Your SPL026 Phase 2a data readout was originally expected in the first half of this year. Can you provide an update on its progress?
We recently completed enrollment in the SPL026 Phase IIa trial – an exciting milestone. All patients are followed up for 12 weeks, and topline data is anticipated shortly thereafter. With the last patient now enrolled, we eagerly await analysis of the study results, which will help to inform our plans to move forward into a larger international multi-site Phase IIb trial.
A recent study from a group of researchers at Yale administered DMT in a typical hospital setting with minimal psychotherapy, which demonstrated rapid antidepressant effects in patients with treatment-resistant major depressive disorder. What’s your opinion on this study, and how does the protocol compare with yours?
The Yale pilot study looked to explore the safety, tolerability and antidepressant effects of DMT, with some level of psychotherapy, in a very small patient population, primarily assessing treatment effects within 24 hours post-dose.
The data showed that DMT had a good safety and tolerability profile and suggested rapid next-day antidepressant effects, which is useful supporting data. However, given the large differences in trial design between our Phase IIa and this small academic open-label study, there are limited insights that can be translated across to our study.
Then, you have a second candidate: SPL028, deuterated DMT. What’s the benefit of deuterated DMT, besides its patentability?
Our lead DMT candidate SPL026 offers an ultra-short psychedelic experience of under 30 minutes. Through deuteration we are exploring the possibility of slightly extending the psychedelic experience, which could provide additional therapeutic benefit across other patient populations, both within depression and in other mental health disorders. This is the focus of our pipeline and in particular, SPL028.

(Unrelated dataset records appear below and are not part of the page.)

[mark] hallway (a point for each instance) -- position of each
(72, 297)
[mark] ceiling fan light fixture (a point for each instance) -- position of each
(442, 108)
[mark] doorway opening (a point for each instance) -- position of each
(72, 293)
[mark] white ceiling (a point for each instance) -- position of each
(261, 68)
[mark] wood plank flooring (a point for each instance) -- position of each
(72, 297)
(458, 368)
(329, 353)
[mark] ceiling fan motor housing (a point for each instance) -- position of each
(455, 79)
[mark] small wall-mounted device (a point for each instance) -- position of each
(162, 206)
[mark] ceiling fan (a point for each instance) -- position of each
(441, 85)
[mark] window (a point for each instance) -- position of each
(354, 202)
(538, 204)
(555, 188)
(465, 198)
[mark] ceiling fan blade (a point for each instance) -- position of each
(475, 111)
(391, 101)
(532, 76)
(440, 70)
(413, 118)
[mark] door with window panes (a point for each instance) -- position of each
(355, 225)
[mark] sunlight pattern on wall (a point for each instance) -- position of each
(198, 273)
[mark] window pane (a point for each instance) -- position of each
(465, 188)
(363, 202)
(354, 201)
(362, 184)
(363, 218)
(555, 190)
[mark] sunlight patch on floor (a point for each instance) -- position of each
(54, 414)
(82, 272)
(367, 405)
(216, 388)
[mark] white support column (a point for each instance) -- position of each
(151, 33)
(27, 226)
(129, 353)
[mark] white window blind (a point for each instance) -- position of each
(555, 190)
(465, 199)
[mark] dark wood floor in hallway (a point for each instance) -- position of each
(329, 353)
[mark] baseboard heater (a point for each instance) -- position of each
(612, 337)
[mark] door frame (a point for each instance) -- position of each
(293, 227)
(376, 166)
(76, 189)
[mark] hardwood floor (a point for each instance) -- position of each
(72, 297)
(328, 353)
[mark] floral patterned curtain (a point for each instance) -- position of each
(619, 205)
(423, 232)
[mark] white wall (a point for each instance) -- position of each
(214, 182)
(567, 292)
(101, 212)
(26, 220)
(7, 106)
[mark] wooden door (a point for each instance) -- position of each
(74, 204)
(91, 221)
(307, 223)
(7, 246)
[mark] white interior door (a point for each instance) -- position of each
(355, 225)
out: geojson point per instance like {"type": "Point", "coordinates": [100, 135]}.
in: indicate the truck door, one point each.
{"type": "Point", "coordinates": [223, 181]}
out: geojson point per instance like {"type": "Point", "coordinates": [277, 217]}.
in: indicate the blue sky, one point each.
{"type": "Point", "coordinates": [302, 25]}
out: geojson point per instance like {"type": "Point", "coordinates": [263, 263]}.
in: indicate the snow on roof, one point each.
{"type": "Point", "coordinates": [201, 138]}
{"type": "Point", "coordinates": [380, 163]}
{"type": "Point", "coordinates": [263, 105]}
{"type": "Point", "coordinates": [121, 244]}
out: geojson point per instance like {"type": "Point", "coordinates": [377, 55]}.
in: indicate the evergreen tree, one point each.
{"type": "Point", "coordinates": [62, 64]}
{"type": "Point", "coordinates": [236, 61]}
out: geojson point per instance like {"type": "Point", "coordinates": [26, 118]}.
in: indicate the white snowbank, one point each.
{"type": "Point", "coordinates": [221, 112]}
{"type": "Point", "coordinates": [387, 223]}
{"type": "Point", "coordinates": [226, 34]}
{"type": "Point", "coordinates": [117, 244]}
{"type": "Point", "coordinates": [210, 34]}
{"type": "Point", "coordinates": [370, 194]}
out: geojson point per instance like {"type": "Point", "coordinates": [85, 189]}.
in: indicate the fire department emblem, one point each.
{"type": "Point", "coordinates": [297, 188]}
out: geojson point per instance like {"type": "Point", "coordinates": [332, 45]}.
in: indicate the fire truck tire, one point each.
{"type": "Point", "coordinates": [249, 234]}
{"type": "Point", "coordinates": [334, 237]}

In principle, targeted deuteration of DMT potentially slows the metabolic breakdown of DMT in the body, and as such it may be possible to extend the psychoactive effects of DMT. In our preclinical work on our deuterated DMT series, we have been able to see these pharmacokinetics (PK) changes relative to SPL026, and harnessed this to select a candidate, SPL028, that we believe will offer a PK profile that mirrors our target extended treatment duration. The PK profile of SPL028 also offers the opportunity to optimise alternative routes of administration beyond IV.

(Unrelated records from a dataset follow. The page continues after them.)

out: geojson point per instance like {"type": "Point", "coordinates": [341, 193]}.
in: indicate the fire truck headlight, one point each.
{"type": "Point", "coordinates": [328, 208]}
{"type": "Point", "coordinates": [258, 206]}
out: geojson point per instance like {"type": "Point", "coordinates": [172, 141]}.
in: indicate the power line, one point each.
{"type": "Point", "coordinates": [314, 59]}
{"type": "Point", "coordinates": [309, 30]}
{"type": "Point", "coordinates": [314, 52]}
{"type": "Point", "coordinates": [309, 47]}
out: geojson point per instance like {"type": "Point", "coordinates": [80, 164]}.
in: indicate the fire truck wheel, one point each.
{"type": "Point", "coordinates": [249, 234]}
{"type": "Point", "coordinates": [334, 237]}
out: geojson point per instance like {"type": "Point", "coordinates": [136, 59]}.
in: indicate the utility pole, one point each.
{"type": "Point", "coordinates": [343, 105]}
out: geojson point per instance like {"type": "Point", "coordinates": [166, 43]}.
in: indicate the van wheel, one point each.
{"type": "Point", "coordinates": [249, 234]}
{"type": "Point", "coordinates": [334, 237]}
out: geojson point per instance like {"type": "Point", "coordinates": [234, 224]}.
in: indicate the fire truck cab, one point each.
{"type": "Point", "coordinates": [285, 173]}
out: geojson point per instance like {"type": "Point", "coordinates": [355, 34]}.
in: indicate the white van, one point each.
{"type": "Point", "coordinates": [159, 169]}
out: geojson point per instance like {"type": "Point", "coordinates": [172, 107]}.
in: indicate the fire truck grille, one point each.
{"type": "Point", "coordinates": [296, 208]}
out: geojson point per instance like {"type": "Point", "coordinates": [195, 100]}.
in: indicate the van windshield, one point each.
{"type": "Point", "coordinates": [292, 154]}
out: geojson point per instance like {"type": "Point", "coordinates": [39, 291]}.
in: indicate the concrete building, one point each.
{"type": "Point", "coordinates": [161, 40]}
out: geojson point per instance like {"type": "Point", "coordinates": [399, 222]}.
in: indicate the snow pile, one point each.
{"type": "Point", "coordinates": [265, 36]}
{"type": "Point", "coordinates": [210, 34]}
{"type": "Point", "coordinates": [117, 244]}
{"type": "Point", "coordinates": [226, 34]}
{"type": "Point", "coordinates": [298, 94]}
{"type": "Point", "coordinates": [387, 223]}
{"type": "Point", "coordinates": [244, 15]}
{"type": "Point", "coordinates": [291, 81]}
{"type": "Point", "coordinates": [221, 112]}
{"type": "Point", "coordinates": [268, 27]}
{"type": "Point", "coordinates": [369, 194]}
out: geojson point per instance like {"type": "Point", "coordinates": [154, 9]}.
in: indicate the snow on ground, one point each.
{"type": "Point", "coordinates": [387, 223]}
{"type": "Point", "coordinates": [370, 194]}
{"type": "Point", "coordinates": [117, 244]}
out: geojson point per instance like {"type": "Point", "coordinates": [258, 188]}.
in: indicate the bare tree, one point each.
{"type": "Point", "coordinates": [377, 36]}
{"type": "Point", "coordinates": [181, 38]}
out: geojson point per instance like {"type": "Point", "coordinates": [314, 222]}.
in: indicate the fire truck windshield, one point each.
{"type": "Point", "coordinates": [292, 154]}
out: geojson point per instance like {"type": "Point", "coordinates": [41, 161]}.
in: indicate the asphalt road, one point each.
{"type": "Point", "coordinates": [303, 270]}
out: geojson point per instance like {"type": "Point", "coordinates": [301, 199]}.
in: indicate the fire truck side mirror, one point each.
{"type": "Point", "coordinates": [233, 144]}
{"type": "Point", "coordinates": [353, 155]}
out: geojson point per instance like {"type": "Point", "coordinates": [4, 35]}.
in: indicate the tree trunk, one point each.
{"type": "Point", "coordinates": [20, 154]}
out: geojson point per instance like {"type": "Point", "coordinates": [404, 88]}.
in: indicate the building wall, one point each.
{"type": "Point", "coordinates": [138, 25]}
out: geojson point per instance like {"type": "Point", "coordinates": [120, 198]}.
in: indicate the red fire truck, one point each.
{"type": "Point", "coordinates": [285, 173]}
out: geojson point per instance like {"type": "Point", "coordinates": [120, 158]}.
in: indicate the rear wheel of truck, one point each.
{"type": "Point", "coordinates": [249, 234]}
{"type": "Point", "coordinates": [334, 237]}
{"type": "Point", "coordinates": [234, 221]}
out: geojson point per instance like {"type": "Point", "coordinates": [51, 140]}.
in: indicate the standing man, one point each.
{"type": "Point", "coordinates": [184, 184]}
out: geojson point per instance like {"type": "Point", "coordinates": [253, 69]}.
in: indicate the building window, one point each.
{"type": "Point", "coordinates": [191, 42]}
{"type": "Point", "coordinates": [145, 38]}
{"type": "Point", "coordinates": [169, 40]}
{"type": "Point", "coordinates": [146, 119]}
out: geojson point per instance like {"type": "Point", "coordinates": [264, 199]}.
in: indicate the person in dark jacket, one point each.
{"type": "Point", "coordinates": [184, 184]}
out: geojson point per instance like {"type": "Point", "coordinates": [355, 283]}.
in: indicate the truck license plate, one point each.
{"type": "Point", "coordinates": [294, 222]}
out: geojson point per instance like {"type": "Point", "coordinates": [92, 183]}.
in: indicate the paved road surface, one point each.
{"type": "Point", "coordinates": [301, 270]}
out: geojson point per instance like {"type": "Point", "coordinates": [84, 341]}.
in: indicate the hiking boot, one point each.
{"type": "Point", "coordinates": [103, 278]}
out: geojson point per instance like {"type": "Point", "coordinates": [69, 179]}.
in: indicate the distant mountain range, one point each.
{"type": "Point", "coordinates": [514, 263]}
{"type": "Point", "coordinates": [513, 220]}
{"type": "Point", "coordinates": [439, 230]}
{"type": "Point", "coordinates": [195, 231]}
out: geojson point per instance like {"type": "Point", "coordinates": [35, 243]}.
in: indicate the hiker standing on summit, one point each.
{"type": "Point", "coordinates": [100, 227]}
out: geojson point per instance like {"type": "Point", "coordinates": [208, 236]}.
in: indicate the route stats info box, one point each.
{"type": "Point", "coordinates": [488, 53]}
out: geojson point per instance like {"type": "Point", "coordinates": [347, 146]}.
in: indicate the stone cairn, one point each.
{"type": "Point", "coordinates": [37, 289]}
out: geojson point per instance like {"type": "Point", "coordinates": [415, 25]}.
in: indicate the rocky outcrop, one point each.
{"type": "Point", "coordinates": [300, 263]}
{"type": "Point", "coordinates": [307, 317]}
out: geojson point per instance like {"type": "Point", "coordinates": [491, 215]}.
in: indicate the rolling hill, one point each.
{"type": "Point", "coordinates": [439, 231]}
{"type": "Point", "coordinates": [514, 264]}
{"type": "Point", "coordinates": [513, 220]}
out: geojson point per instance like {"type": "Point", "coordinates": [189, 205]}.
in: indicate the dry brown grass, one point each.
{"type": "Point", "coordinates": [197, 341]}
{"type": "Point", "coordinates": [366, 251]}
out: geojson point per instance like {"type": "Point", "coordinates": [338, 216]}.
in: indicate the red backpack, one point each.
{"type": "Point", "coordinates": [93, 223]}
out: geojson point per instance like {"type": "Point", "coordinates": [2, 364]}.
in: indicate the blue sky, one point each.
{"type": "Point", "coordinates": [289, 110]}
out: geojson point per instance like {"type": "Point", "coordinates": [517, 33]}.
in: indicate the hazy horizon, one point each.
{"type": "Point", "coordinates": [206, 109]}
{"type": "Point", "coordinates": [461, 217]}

Now, we are progressing towards our first Phase I study, which we anticipate will further develop our understanding of the PK, pharmacodynamics (PD), safety and tolerability of both an IM and IV formulation of SPL028 in humans.
What’s in store for the rest of 2022?
The rest of 2022 is set to be an exciting time for Small Pharma. We have completed enrollment in our Phase IIa trial of SPL026 and now eagerly await analysis of the results. We believe our Phase IIa is a well designed study that will provide insights on whether a short-acting psychedelic can offer similar, if not potentially improved treatment outcomes, for patients with major depression relative to current data on long-acting psychedelics.
We are also keeping ourselves busy as we continue preparations for Phase IIb and look to launch additional trials like the SSRI drug interaction study. Throughout the rest of the year and onwards, my key focus is ensuring we deliver on our development plans, and that the business remains in a strong financial position to continue to grow.
Lastly, what makes you most excited to be leading Small Pharma?
The opportunity to make a genuine difference in a field that matters. I believe Small Pharma has chosen a therapeutic class that could create a shift in the way we approach the treatment of mental health disorders, with the potential for better patient outcomes.